Pumpkin in June (M's birthday): Pumpkin and spice granola

It is M's birthday this weekend and she loves pumpkin, so I thought of making her some pumpkin stuff. Granola sprang to mind: it keeps for a good while, and if I pack it in a jar and label it, it should make a pretty gift - for snacking and for breakfasts. Ever since I made granola for the first time a week or two ago I keep thinking of potential variations - it seems like such an easy, adaptable thing to make. So I thought I'd try it using some pumpkin as part of the wet stuff, and adding pumpkin spice (cinnamon / ginger / nutmeg / allspice - also cloves but I didn't feel like grinding any), pumpkin seeds, pecans, maple and brown sugar to max out the pumpkinny/autumnal-ness.

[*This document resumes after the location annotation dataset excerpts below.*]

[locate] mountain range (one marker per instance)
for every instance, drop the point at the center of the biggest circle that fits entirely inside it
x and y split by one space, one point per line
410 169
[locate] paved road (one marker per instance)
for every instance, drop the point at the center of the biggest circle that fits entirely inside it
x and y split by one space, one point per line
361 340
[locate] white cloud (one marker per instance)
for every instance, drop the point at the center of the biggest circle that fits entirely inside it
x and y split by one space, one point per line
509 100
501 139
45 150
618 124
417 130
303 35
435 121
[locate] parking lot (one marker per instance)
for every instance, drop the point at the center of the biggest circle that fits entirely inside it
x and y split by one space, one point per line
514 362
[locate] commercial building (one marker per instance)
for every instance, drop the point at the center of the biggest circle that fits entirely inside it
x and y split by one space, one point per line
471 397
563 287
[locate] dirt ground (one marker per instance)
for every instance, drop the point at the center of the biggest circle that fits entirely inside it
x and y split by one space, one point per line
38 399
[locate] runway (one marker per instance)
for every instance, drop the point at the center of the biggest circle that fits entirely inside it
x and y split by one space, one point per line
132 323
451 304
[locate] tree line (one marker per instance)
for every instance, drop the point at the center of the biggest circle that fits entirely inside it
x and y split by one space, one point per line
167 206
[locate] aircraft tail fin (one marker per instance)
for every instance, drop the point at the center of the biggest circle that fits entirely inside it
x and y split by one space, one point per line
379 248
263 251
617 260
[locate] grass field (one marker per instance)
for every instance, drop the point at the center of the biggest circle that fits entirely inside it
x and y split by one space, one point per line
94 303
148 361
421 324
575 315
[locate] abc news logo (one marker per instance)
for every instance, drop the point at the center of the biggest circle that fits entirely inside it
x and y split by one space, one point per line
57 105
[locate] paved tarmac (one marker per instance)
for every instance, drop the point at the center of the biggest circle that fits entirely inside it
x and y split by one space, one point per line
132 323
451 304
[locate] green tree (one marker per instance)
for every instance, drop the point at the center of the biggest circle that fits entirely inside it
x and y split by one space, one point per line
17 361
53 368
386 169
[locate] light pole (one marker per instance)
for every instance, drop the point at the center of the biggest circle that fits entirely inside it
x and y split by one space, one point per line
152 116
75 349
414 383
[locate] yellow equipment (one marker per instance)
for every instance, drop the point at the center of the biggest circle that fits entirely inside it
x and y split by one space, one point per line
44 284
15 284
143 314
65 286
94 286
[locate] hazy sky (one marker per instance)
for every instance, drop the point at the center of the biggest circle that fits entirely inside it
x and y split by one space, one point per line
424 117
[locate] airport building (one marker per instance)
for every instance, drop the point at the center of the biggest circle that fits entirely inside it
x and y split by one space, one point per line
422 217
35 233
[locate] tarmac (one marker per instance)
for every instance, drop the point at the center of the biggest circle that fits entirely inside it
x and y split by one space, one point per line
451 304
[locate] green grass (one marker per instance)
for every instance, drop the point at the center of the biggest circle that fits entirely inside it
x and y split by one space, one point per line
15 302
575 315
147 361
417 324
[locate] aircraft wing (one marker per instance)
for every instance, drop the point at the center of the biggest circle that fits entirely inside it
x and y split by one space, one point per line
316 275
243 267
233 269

Happily I still had pumpkin puree in the freezer from last Autumn, so us being totally out of season for pumpkin was no big deal.

3 cups oats (old-fashioned)
1/2 cup pumpkin seeds
1/2 cup pecan pieces
good pinch (1/4 tsp) desert (or sea) salt
1-2 tbsp ground linseed
1 tsp ground cinnamon
1/2 tsp ground ginger
1/2 tsp freshly grated nutmeg
1/4 tsp allspice
1/2 cup pumpkin (or squash) puree
3 tbsp refined coconut oil (liquid state)
1/2 tbsp maple syrup + 1/2 tbsp maple cream
2-3 tbsp brown sugar
1 tbsp date molasses
1 tsp vanilla essence

Heat the oven to 350F. Mix the oats, pumpkin seeds, pecans, salt, ground linseed and spices in a medium-large bowl. Put the pumpkin puree, coconut oil, maple syrup, brown sugar, date molasses and vanilla in a small bowl and beat with a fork until smooth. Add this liquidy mixture to the dry ingredients and mix with your hands until well combined. Spread onto a large baking sheet (with edges) and put in the oven. Bake for 30-40 minutes, taking out every 10 minutes or so to move the granola around with a wooden spoon and check it is not burning. When it is lightly browned it is done. Take it out of the oven and allow to cool completely before transferring to an airtight container to store.


Came out yummy. I was a little underwhelmed by the pumpkin / spice flavour at first: it tastes good (toasty) but not intensely pumpkinny. But the next day it smells lovely when I open the jar, and the taste is definitely there.